Let’s look into strategies that have been tested and measured to give you results in reducing your cost of goods.
Ask for a better cost. When was the last time you asked for a better cost? The simple act of asking gets results. If the decrease is not that much, remember you are in this for the long game and over time it all adds up.
Join a buying group. The best way to leverage your buying power is to piggyback with someone else. Effective buying groups will have conditions attached to their membership, such as within liquor buying groups you have “first pour” requirements. This is where someone orders a vodka and soda and unless they name a brand, you pour the brand that you are required to provide. Just go into these arrangements with your eyes wide opened. They are not for everyone.
Negotiate win-win with your suppliers. I have helped businesses reduce their cost of goods by hundreds of thousands of dollars over a year. The strategy is considerably large and would require more information than this paper is designed to give. If you are interested, let's set up a time to discuss. This strategy is used by every FSR (Fast Serve Restaurant). It works but it takes effort and reasonable turnover. Best suited for multi site owners.
Portion control. This area can and does cost you a lot of money. What procedures are in place to train your team about portion sizes? At a business I visited (Baker's Delight), bakers were overloading their little pizzas with toppings as they felt they needed to do this to justify their prices. Items such as chicken, avocado, tomatoes and lettuce, if overused, can cost you a lot of money as the cost of these four ingredients greatly fluctuate with seasonality. Consider measuring what comes back from the customers to see what is left on their plates. Are there lots of uneaten fries or sauces? What about lettuce that fell out of the bun, indicating over filling?
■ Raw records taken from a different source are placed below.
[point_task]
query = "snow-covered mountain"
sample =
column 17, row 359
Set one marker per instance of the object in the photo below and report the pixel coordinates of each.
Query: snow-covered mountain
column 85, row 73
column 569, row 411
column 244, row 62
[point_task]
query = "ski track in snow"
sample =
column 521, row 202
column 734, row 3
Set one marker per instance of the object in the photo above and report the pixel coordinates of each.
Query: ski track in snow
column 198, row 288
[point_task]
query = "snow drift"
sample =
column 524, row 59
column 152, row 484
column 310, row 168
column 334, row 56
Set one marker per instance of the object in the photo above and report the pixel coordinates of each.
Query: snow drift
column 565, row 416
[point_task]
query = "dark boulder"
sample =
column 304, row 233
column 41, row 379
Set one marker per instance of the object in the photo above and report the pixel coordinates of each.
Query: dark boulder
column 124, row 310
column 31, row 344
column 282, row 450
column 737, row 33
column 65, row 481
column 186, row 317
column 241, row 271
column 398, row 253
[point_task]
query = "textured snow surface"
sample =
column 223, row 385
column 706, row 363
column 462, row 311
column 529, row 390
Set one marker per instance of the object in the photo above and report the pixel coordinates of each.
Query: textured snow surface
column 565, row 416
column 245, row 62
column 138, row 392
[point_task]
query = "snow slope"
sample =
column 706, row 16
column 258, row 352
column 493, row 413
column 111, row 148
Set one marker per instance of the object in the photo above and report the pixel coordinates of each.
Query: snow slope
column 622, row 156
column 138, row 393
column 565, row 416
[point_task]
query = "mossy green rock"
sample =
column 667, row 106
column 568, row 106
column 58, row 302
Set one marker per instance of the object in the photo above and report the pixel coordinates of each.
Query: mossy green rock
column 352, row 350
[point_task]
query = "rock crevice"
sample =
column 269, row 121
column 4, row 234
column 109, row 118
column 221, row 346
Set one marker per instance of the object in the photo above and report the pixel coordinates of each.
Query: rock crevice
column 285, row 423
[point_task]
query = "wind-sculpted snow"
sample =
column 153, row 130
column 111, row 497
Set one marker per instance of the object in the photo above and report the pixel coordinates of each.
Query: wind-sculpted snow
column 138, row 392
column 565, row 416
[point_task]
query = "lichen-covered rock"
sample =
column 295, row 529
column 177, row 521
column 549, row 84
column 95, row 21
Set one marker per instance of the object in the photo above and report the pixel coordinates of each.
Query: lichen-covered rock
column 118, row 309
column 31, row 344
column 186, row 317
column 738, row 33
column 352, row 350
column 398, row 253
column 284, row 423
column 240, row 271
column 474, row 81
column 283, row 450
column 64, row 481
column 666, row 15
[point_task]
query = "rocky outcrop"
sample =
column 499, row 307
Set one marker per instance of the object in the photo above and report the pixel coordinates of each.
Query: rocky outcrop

Wait staff. Your team can influence your waste by helping the customers buy the meal that best matches their appetites. Consider asking "Are you hungry today?" or "Do you feel like a large coffee or a regular size?" These types of questions can make a difference to your cost of goods.
A Food and Beverage Margin Calculator. This does require effort, but the return is possibly the biggest I can offer you. I recommend you do this on an Excel spread sheet. If you are not great at Excel, go find someone who is. An example is shown below.
When you have your spreadsheet completed, sort all the products from the highest margin percentage to the lowest. Start with the lowest, do you ever sell any of these? Can you raise the price?